Tuesday, July 19, 2011

Nerd triumph

Geeky men everywhere will be cheering Tom Pellereau's unlikely victory in The Apprentice. But let's not get carried away

The most recent series of the Apprentice was already a few weeks along when someone, somewhere tweeted that one of the contestants looked like me. I think I waited about three minutes before I went downstairs to have a look.

"People are saying one of them looks like me," I said to the child I  found lying on the floor in front of the television.

"Yeah, Tom," he said. I scanned all the worried faces at the boardroom table.

"Which one is he?" I said.

"The geeky one with the glasses," he said.

"That one?" I said. "I don't look like that."

"You really do," he said.

When Tom Pellereau (who actually looks remarkably like the actor Michael Sheen who, in turn, can look like almost anybody) went on to clinch series seven, it was immediately hailed as the triumph of the nerd, a victory for the nice guy, an inspirational win for any man who considers himself to be one or the other. Of course the two aren't necessarily synonyms, but there's bound to be a fair bit of overlap. Being skinny and wearing glasses on TV is still enough to get you marked out as a nerd, and on the Apprentice anyone not exhibiting sociopathic levels of self-belief can be considered the nice guy. In the airless pretend world of business in which the Apprentice operates, there is no need to make a distinction between a nice guy and a nerd. They both come under one umbrella category: losers.

Except Tom won. He won after losing so many weekly tasks that even on the night of his triumph, You're Fired presenter Dara O Briain made him a present of a chair from the losers' cafe. He won despite being the least good at promoting himself, and terrible at defending his failures. In a game where the other contestants invariably model themselves on what they imagine to be Lord Sugar's type of person ? ruthless, serious, focused, thick-skinned ? Tom got away with being none of those things, but he hung on in, improbably, an inventor with a notebook in his pocket.

Are nerds becoming cool? At the weekend I saw the band Stornoway play at a festival. The lead singer Brian Briggs, who wears his guitar almost as high as Simon Cowell wears his trousers, stepped up to the microphone between songs and recounted a newspaper story about a cat in New York surviving a 40-storey fall from a window.

"Interesting fact for you," he said. "Most small mammals like cats have a non-fatal terminal velocity." After a moment of perfect, collective perplexity, the crowd went wild.

The triumph of the nerd has long been a resonant theme in pop and film, and some kind of permanent shift has been heralded before. The explosive success of the tech nerds of Silicon Valley, the change in status afforded the DJ (in the 1984 film Revenge of the Nerds, nerds and DJs are allies), and the timely arrival of unlikely pop idol Jarvis Cocker all seemed to signal the end of an era when old fashioned alpha males dominated. More recently we've been pleasantly startled by the appearance of pin-up telly scientist Brian Cox, and a Labour leadership election where the two front runners were both Milibands.

In hindsight (which happens to be one of Tom Pellereau's specialities) these were all false dawns. Despite high-profile successes on several fronts, nerds have transparently failed to take over the world. That's probably because the very definition of nerd includes some element of exclusion. Successful nerds are anomalies, alpha males in specs. While being nerdy may have the occasional moment when it becomes perversely fashionable, that doesn't mean the majority of us are doing it on purpose.

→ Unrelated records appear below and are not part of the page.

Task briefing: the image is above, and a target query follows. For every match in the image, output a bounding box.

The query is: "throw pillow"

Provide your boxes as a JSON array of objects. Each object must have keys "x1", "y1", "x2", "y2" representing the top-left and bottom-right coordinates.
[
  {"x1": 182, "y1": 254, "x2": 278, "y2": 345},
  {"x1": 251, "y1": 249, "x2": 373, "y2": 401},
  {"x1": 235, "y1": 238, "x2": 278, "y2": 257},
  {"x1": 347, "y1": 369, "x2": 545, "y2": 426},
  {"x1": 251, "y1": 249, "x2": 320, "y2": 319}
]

This makes Tom's victory all the more extraordinary, given that he succeeded in a sub-genre of reality TV where the cut-throat nature of the competition is part of the entertainment. People who don't play the game the way it's meant to be played shouldn't last beyond week one. Two unlikely triumphs don't necessarily constitute a trend, but it's an odd coincidence that the most recent series of Masterchef ? a cookery programme rejigged to inject more ruthlessness ? was won by the unassuming, bespectacled, decidedly nerdy Tim Anderson. This was also a rare cause for celebration among people named Tim. Martin Amis once called Tim Henman "the first human being called Tim to achieve anything at all". That may be grossly unfair, but he said it quite a while ago now, and I certainly wasn't in a position to object at the time.

It could be that being an affable, clever-but-unfocused, wholly unapologetic geek is the newest way to succeed in a threadbare format where both audiences and Lord Sugar seem to have grown weary of watching the arrogant, the self-regarding, the pushy and the grimly determined triumph over more human candidates. Or maybe the whole series was simply engineered to make it look like that's what happened. A suspiciously self-assured Tom appeared on the live post-final wrap-up, not nearly as spluttery, puppyish and bewildered as the heavily edited character from the series.

His victory is still a welcome surprise if you're nerd though, or even if you just look like one.